When miners first unearthed a bird from permafrost in Siberia, it was so well-preserved that they might have thought the poor creature had perished just the day before.

But radiocarbon dating and genetic analysis later revealed that the frozen specimen was actually a 46,000-year-old horned lark.

 

The bird was discovered by fossil ivory hunters near the village of Belaya Gora in northeastern Siberia. They then brought it to scientists Nicolas Dussex, Love Dalén and their team of experts at the Swedish Museum of Natural History, who confirmed the bird’s classification.

 

Their research was published in the journal Communications Biology  on Friday.

 

“This finding implies that the climatic changes that took place at the end of the last Ice Age led to formation of new subspecies,” Dalén told CNN, suggesting that the icy avian corpse might be the ancestor of two of today’s lark species, including one type found in northern Russia and the other in the Mongolian steppe.

 

The bird’s remarkable condition is primarily thanks to its frozen burial site, but Dussex admits this particular case is extraordinary.

 

“The fact that such a small and fragile specimen was near intact also suggests that dirt/mud must have been deposited gradually, or at least that the ground was relatively stable so that the bird’s carcass was preserved in a state very close to its time of death,” he said.

 

The permafrost of Siberia, a layer of ice and soil that covers much of the region, has brought forth a number of paleontological marvels. Last year, Dalén and Dussex began a study on an 18,000-year-old canine that was dug up at the same site as the lark. But despite its near-perfect preservation, they could not conclude whether the mammal was a dog or a wolf.

 

We now have some news on the 18,000 year old #wolf or #dog puppy.

 

Genome analyses shows it's a male. So we asked our Russian colleagues to name it…
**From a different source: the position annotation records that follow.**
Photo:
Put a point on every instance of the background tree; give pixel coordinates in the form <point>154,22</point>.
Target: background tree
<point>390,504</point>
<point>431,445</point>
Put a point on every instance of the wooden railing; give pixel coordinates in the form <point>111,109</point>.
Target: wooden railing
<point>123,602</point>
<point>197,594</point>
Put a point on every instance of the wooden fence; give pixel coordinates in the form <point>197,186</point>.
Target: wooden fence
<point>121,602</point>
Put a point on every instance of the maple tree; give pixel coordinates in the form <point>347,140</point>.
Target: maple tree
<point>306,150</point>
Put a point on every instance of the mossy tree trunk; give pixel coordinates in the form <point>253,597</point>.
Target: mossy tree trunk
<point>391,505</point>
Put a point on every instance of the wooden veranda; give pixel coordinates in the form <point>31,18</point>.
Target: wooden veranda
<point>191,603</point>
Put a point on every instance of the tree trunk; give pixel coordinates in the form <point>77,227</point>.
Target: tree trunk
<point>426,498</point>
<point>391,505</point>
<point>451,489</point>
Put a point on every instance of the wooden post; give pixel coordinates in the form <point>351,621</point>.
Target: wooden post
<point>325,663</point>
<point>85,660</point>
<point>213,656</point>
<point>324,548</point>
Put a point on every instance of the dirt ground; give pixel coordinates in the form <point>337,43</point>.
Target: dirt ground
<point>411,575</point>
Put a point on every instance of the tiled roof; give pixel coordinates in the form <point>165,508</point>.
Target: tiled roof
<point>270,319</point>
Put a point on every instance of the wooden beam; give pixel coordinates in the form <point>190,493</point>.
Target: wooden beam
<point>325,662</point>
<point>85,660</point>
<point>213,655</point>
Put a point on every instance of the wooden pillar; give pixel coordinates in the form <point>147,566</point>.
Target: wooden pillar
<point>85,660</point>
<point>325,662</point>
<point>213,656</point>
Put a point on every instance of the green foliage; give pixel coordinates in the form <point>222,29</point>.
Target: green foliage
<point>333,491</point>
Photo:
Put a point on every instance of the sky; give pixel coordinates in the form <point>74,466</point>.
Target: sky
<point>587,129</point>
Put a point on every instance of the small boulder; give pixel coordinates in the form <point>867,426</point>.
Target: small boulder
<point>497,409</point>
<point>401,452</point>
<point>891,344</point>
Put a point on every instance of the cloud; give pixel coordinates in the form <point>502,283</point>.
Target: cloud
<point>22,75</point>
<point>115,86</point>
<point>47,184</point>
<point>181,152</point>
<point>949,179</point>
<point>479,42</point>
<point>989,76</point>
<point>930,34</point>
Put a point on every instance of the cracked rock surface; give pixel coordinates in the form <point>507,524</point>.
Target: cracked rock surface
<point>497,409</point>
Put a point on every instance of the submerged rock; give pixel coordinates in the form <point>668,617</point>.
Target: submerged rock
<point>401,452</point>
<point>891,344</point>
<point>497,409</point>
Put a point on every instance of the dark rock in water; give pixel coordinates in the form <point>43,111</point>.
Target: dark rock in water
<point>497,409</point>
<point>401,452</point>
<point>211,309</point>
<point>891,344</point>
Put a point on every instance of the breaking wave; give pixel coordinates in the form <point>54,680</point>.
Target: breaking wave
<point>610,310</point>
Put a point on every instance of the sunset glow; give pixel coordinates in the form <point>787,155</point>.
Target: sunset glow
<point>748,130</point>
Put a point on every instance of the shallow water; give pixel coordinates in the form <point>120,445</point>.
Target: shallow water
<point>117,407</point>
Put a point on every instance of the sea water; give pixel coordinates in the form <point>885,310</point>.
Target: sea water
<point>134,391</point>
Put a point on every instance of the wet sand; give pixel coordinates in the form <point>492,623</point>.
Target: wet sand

Thus, the name of the puppy is Dogor!

 

Dogor is a Yakutian word for "friend", which seems very suitable. pic.twitter.com/epIz8mEpVW

— Centre for Palaeogenetics (@CpgSthlm) November 25, 2019

 

As for the prehistoric lark, Dussex calls the finding “priceless” for the field of paleogenetics, thanks to its cache of primordial genetic material.

 

“This in turn will open new opportunities to study the evolution of Ice-Age fauna and understand their responses to climate change over the past 50 [to] 10 thousands of years ago,” said Dussex.